= Kevin Bazner =

American businessman (born 1955)

Kevin Bazner (born 1955) is an American businessman, working in the restaurant sector since 1970. Since 1985, he has worked at A&W Restaurants, first by assisting in its international operations, then acting as CEO from 1999 to 2025.

==Biography==
Bazner was born in 1955.

In 1970, he started working at a kitchen restaurant. Over time, he became the director of Canadian operations of Magic Pan Restaurants. He was appointed president of the international branch of A&W Restaurants in 1985; by 1990, he was living in Kuala Lumpur, capital of Malaysia, where A&W has a strong presence.

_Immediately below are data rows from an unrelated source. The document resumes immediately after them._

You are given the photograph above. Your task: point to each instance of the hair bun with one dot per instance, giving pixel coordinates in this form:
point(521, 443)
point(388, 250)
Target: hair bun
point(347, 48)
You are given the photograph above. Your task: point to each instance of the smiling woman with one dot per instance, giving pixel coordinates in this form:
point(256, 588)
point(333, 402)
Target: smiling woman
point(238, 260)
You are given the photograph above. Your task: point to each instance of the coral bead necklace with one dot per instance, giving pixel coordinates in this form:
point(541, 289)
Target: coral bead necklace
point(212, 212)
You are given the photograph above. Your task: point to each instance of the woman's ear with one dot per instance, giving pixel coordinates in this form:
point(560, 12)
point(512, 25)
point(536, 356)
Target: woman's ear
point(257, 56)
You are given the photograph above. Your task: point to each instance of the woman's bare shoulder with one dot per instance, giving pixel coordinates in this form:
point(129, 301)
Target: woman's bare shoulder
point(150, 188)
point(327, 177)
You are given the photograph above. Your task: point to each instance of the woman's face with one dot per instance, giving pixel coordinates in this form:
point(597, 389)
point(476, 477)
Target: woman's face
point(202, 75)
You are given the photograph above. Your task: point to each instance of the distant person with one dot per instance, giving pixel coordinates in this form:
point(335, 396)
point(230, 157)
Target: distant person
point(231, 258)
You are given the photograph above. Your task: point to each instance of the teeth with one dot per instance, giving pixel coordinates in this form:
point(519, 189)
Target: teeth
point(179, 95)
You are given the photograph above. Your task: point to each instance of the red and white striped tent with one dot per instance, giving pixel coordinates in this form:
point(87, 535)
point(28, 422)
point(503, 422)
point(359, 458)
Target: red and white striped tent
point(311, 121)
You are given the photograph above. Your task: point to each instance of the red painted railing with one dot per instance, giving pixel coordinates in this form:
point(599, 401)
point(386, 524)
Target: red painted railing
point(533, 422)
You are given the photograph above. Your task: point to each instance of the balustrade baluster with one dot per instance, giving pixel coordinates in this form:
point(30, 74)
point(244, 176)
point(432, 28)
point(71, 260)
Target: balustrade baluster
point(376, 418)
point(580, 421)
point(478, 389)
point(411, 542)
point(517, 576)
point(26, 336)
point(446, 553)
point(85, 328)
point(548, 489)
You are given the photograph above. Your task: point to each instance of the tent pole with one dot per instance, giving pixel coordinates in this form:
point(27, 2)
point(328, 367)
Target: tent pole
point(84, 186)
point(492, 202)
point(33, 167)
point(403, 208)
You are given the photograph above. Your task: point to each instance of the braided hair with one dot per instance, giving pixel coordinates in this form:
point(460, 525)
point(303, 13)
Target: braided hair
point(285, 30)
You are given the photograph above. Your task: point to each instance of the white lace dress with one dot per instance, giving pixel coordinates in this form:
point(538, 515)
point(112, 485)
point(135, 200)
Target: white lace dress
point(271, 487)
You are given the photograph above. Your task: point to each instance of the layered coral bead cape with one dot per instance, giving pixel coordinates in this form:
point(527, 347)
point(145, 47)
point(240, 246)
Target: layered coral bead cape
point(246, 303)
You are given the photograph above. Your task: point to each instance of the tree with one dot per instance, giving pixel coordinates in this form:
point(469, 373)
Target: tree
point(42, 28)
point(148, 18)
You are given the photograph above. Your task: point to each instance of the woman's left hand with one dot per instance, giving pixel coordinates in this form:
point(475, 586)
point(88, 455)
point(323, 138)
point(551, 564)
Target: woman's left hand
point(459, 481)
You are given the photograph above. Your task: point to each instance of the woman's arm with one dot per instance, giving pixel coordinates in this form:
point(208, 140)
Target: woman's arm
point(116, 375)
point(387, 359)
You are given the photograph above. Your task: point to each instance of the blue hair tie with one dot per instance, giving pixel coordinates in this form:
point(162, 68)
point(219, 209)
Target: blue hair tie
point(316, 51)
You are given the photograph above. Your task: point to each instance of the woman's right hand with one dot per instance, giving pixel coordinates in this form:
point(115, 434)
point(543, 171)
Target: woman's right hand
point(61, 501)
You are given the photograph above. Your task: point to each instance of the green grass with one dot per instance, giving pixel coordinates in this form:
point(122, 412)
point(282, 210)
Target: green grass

On August 2, 1990, after being in the United States with his family for a month, he was held hostage in Kuwait on the day Iraq invaded the country. He was aboard a plane bound for Malaysia, which was refueling. He was taken to the Rashid Hotel in Baghdad during this period. He appeared in footage taken by Iraqi television at the end of the month. He was released in December.

In July 1999, Bazner became the president of A&W Restaurants during a corporate restructuring. He had a key role in the acquisition of the chain by A Great American Brand, LLC, alongside franchises in Asia and Dale Mulder, which took over A&W at the end of 2011.

On March 4, 2025, Bazner changed his role at A&W by becoming a chairman, when Betsy Schmandt took over as CEO.

==Education==
Bazner attended Oakland Community College and the University of Michigan.

==Personal life==
Bazner married Dawn, a British woman, and had two children, Elizabeth and David. While held hostage in Iraq, his son David had a hernial condition.